“This anthology is a love letter to my newest hometown, to the rural, and to the small,” writes Julie Arhelger in the introduction to Turn Left at Nowhere: A Century of Morris Poetry (2014). Compiled as her capstone project for the University of Minnesota Morris’ (UMM) honors program*, Turn Left is a lovely volume of pieces inspired by (and in conversation with) the town and its people on the western part of the state. She continues:
If we are to know and appreciate a place like Morris, we cannot simply look at it on a map or read about names and dates. We must look closely at the experiences and emotions of the people who live there, and what better way to do that than through poetry? Poetry is experience and story compacted into the smallest of spaces, it is edited emotion. Poetry of place is at best a deep, stark examination of that place and an unapologetic reflection on experiences, stories, people, and the emotions swirling throughout.
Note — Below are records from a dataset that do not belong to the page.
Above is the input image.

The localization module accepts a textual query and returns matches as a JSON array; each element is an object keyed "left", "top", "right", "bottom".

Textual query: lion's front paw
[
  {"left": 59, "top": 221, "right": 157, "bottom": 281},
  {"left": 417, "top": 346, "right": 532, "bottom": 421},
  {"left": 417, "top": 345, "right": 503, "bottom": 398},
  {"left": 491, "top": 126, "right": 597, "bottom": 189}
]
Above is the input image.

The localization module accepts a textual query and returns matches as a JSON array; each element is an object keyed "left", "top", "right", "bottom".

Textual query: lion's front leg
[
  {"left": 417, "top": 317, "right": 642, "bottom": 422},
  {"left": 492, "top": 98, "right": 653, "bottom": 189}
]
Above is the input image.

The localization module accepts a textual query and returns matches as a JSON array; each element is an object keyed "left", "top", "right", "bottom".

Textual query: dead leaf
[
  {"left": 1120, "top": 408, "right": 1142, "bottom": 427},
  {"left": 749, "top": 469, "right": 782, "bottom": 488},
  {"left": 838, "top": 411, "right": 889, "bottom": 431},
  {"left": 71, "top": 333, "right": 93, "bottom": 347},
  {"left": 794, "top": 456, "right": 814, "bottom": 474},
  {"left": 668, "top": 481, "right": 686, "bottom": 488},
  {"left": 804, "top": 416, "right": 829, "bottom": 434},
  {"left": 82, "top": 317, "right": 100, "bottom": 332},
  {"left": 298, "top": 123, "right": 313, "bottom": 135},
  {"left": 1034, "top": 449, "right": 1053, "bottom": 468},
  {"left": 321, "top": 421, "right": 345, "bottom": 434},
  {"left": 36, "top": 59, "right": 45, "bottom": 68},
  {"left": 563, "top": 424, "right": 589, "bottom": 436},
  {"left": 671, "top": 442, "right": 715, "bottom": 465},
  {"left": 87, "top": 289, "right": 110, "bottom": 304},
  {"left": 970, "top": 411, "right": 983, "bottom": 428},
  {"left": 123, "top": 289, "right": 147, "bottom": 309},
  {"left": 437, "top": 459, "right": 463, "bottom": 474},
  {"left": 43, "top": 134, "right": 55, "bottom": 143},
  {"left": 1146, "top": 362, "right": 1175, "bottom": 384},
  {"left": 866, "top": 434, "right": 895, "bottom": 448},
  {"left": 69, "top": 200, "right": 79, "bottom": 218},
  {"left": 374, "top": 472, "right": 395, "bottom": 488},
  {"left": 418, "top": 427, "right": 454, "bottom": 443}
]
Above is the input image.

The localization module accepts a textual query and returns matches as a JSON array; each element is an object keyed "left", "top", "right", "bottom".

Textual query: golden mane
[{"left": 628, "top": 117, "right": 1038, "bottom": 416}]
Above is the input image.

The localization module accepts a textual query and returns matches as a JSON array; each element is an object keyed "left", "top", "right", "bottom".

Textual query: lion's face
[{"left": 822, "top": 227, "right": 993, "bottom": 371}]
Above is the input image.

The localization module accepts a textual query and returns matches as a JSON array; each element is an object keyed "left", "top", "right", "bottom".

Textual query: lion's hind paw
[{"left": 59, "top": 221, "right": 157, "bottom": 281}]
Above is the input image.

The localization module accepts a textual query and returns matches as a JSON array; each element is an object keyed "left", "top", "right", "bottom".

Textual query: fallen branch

In addition to being a book about place, because so many of its poems come from students (past and present), it is as much a book about being young. Interspersed between poems of the prairies and Main Street are students day-dreaming in class, smoking cigars on their porches, and walking empty sidewalks with first loves. Much of the imagery, naturally, will have a special relevance to the UMM literati, but there is a universality to small town life that suggests the writers could be speaking of any small town, any rural campus. (Some may challenge this characterization, and I’ll freely admit that I don’t have the same near-religious adoration for the college that many of my peers do).
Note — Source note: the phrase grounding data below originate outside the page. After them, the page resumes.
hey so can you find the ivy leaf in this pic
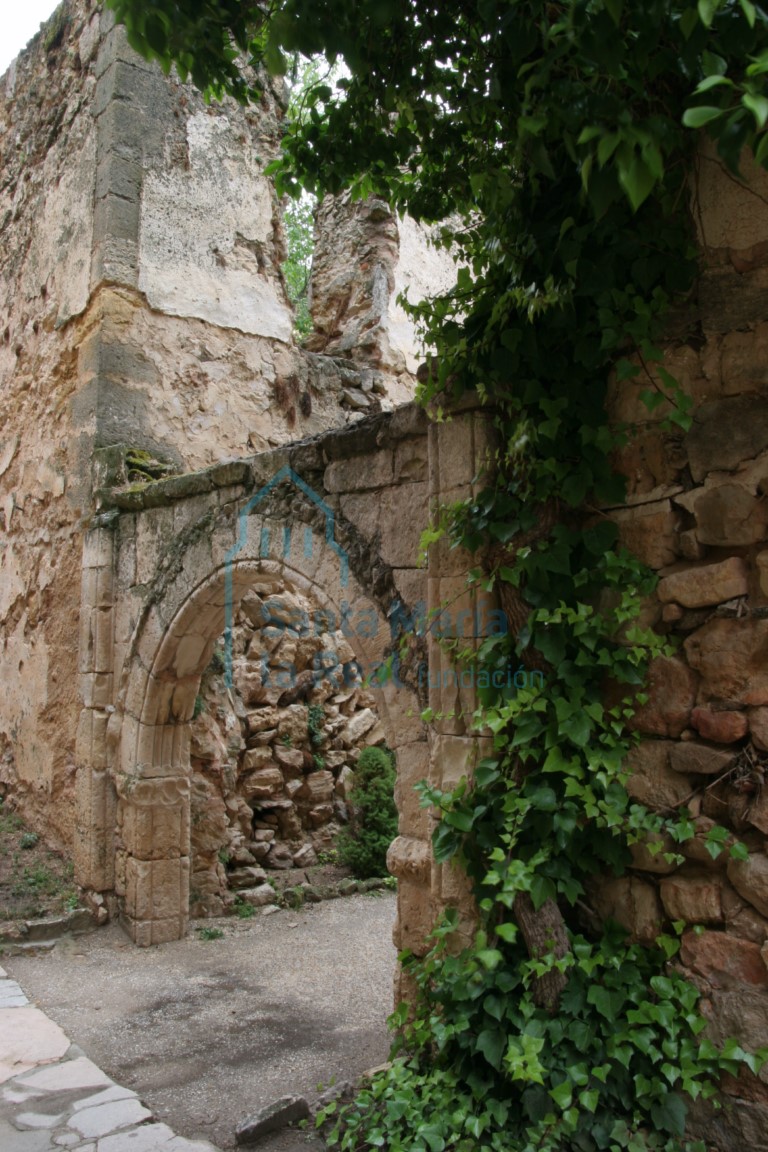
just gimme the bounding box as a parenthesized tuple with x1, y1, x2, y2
(421, 1126, 446, 1152)
(639, 387, 666, 412)
(741, 0, 757, 26)
(432, 823, 461, 863)
(145, 13, 169, 55)
(587, 985, 625, 1019)
(549, 1080, 573, 1109)
(652, 1093, 687, 1136)
(444, 809, 474, 832)
(477, 1028, 505, 1070)
(604, 0, 624, 27)
(682, 105, 724, 128)
(618, 154, 657, 212)
(496, 922, 518, 943)
(489, 521, 520, 543)
(474, 759, 501, 788)
(616, 357, 641, 381)
(522, 1086, 552, 1122)
(562, 710, 592, 748)
(743, 92, 768, 129)
(680, 6, 700, 38)
(697, 0, 721, 27)
(530, 874, 557, 910)
(561, 472, 589, 506)
(579, 1088, 600, 1113)
(694, 74, 734, 92)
When I received my copy in the mail, I was worried Turn Left may’ve fallen victim to a common problem in student-led publications: a weak gate-keeper. Fortunately, Arhelger was deft in her selection, managing to include a wide-spectrum of writers and styles without jeopardizing the volume’s quality. Still, nearly everyone is in some way associated with the University (the exceptions being Robert Bly and Tom Hennen), be they current faculty members like Athena Kildegaard, Chrissy Kolaya, and James Togeas or recent graduates (several of whom I know personally). What balances this — and is a real treat for readers — is a whole section of poems from when the campus was still the West Central School of Agriculture (WCSA; 1910-1963). Together they offer a different dimension to Morris, more historical, less serious, that otherwise is not present.
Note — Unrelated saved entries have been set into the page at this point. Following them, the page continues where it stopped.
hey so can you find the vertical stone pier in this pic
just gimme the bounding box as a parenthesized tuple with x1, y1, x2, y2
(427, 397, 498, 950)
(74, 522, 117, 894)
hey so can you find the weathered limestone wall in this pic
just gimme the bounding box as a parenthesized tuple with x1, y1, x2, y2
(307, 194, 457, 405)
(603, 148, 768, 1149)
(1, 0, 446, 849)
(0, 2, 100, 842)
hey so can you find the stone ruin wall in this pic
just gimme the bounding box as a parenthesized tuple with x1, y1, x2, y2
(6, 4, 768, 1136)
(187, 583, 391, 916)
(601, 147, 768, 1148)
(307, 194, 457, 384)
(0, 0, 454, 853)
For example, the following is by a “Harland Berglin” and comes from the 1932 WCSA Moccasin Yearbook:
Some blame it on the President.
Some say it starts at home.
It worries every resident,
And also those who roam.
Our school is also in its throes
As anyone can see.
The boys don’t take the girls to shows,
And don’t keep them company.
Much saddened sons write home to Dad.
“No mon; no fun; your son.”
“How sad, too bad, your loving dad,”
The mournful answers run.
Ice cream no more on Sunday noon,
And no more cakes and pie.
They’ll keep this up perhaps until
There’s naught to do but die.
The only weakness to Turn Left is its lack of analysis. I would’ve liked to see how Arhelger thinks these pieces fit into a broader historical, geographic context. Her introduction says much about the power of poetry in articulating self and place, but what exactly is being articulated? What does it mean to write about UMM? Is it a liberating or self-containing space? Is the Morris poet contemplative or active? I have my own ideas, and if you buy me a beer, I’ll tell you.
Overall, this book is quite the accomplishment — and I’m surprised it hasn’t been done before. Already within alumni circles it’s being hailed as a landmark event, and it’s the kind of book that’ll surely be coveted by local writing groups, working now with an idea of how their own experiences fit into this broader narrative. It’s an exciting legacy!